While certainly some small businesses take online security into account, a pair of surveys by Panda Security underscores Chuvakin's point. Last year, a Panda Security survey of 1,400 small and mid-sized businesses found 52 percent employed no Web filtering, while 29 percent lacked anti-spam protection. A survey of more than 300 small business executives earlier this year revealed that 52 percent had little or no familiarity with banking Trojans.

A Panda Security white paper on the small business online banking survey noted that small businesses "are sitting ducks." Small businesses might not be taking the proper precautions when it comes to this threat because they have a false sense of security, the paper noted. More than 60 percent of the executives believed that banks would cover any fraudulent losses. In reality, you are not afforded the same protections as an individual consumer when it comes to banking.  Some organizations are attempting to recover losses by suing their banks, citing inadequate protections and actions against fraud.

How to fight online banking fraud

The FBI and ABA strongly recommend that small businesses dedicate a computer for financial transactions as the best defense against online banking fraud. However, security experts doubt most small businesses will be able to do so. "I'm not sure this is practical," says Amit Klein, chief technology officer of Trusteer, which makes Rapport, a browser security product that defends against financial malware. "It requires maintenance and ongoing monitoring to make sure it's not being contaminated by other software."

Instead, security experts recommend taking these precautions:

  • Consider cyber insurance. Your bank is unlikely to make you whole in the event of a loss, says Kellerman, so protection makes sense.
  • Review your bank's security policy and practices. Take time to read your bank's policy and to understand its obligations to you in the event of fraudulent activity. Shop for a bank that follows good security practices. Some banks offer free or heavily discounted security products such as Trusteer's Rapport.
  • Manage regular security updates. Designate an employee to manage regular patches and security updates on a weekly business, advises Kellerman. It's a good idea to do so every Tuesday night, he says, since Microsoft releases its updates every Tuesday.

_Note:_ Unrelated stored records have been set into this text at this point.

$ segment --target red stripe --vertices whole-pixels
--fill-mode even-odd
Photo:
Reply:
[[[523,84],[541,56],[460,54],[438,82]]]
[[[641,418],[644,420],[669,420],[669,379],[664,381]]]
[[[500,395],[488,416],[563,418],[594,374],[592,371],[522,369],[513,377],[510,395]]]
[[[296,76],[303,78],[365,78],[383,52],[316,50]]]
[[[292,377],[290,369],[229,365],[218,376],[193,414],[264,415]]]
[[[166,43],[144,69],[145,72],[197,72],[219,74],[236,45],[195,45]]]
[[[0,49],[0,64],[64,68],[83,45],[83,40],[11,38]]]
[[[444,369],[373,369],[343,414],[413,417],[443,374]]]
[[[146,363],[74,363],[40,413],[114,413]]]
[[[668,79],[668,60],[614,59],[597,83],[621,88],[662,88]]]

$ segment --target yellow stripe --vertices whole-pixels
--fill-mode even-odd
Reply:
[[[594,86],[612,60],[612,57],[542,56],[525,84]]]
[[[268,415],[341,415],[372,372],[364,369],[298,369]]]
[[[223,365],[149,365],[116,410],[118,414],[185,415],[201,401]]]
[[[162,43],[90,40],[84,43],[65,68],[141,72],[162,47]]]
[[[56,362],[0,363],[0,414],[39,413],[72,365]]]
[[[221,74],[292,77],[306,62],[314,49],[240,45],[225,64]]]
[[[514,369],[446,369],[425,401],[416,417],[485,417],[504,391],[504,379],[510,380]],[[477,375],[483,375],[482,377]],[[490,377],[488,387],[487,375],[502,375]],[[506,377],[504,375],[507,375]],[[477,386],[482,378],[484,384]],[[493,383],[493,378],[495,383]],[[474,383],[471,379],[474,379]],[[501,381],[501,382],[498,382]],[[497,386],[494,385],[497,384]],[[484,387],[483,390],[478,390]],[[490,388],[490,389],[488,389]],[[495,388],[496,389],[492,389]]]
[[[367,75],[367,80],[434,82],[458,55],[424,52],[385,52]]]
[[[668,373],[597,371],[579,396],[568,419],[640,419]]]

Don't forget to update laptops in the field.
  • Use a USB or live CD. Download a free Linux operating system onto a USB drive or CD, then boot it on your regular PC when you conduct banking activities. "In this way, all your viruses stay on the regular PC, and your environment is effectively isolated," Chuvakin says.
  • Follow good online practices. Educate your employees about clicking on links and attachments in emails, particularly when the e-mails appear to be from your financial institution. Know that crooks are using social engineering to craft increasingly sophisticated attacks. An email might refer to your treasurer by name, for instance, and appear to have originated with your IT department.
  • Monitor account activity. Scrupulously review activity on your financial accounts on a daily basis. Be aware that cybercriminals have added fictitious names to payroll accounts, so review those lists as well. Promptly report suspicious activity to your financial institution and authorities.

Understanding you are indeed at risk is critical, says Chuvakin. "Being aware is very important here."